Le emissioni di gas serra sono monitorate e descritte secondo precise regole, basate sul criterio delle emissioni dirette. I dati nazionali registrano una rilevante prestazione dell’industria chimica, le cui emissioni totali di gas serra sono diminuite del 28,2% tra il 1990 e 2005 (in termini di sola CO2, il calo è del 39,3%!). Una prestazione di gran lunga migliore di quella corrispondente all’obiettivo di Kyoto (-6,5%), e del risultato complessivo del Paese. Le emissioni di gas serra in Italia sono cresciute del 12,1% dal 1990 al 2005, anche a seguito di ritardi nella definizione di politiche complessive, soprattutto nel settore dei trasporti e del civile/terziario, mentre l’industria manifatturiera e delle costruzioni registra una buona performance, a riprova di elevati livelli di efficienza, raggiunti anche per i persistenti alti differenziali di prezzi per l’energia, rispetto al resto d’Europa.
I pur notevoli risultati descritti non rendono conto adeguatamente dei meriti dell’industria chimica.

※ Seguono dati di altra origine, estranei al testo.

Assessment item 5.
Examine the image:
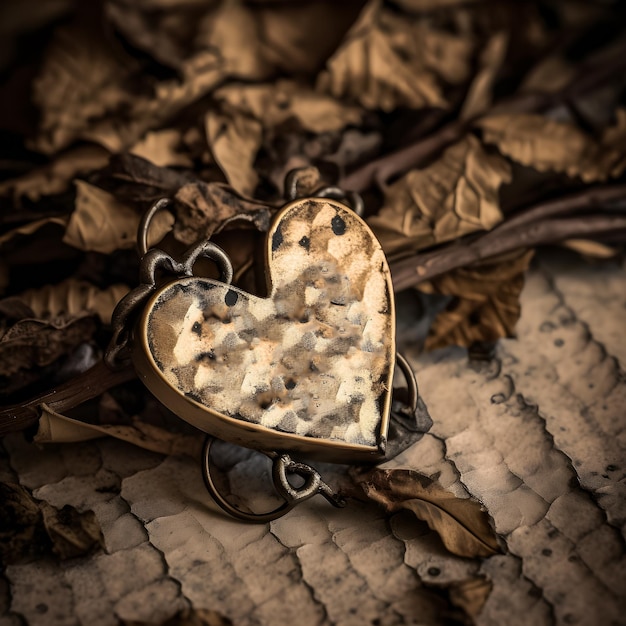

Infatti, essendo i dati basati sulle emissioni dirette, essi non sono in grado di rappresentare i crediti costituiti dai benefici indotti negli altri settori.
Tali tipi di crediti impliciti sono molto importanti e consentono di dimostrare che l’industria chimica non è solo un emettitore di gas serra e un consumatore di energia, ma rappresenta in maniera imprescindibile importanti capacità di contributo positivo alla sfida della sostenibilità ambientale.
Il nostro impegno a partecipare alla risoluzione dei problemi ambientali e climatici è quindi facilmente dimostrabile.
Anche per questo motivo, la chimica rivendica il suo imprescindibile contributo verso la sostenibilità, e si mette a disposizione per confrontarsi con le altre parti attente allo sviluppo sostenibile, al fine di promuovere nel nostro Paese un modello industriale equilibrato, che tenga in giusta considerazione ambiente, competitività e sicurezza.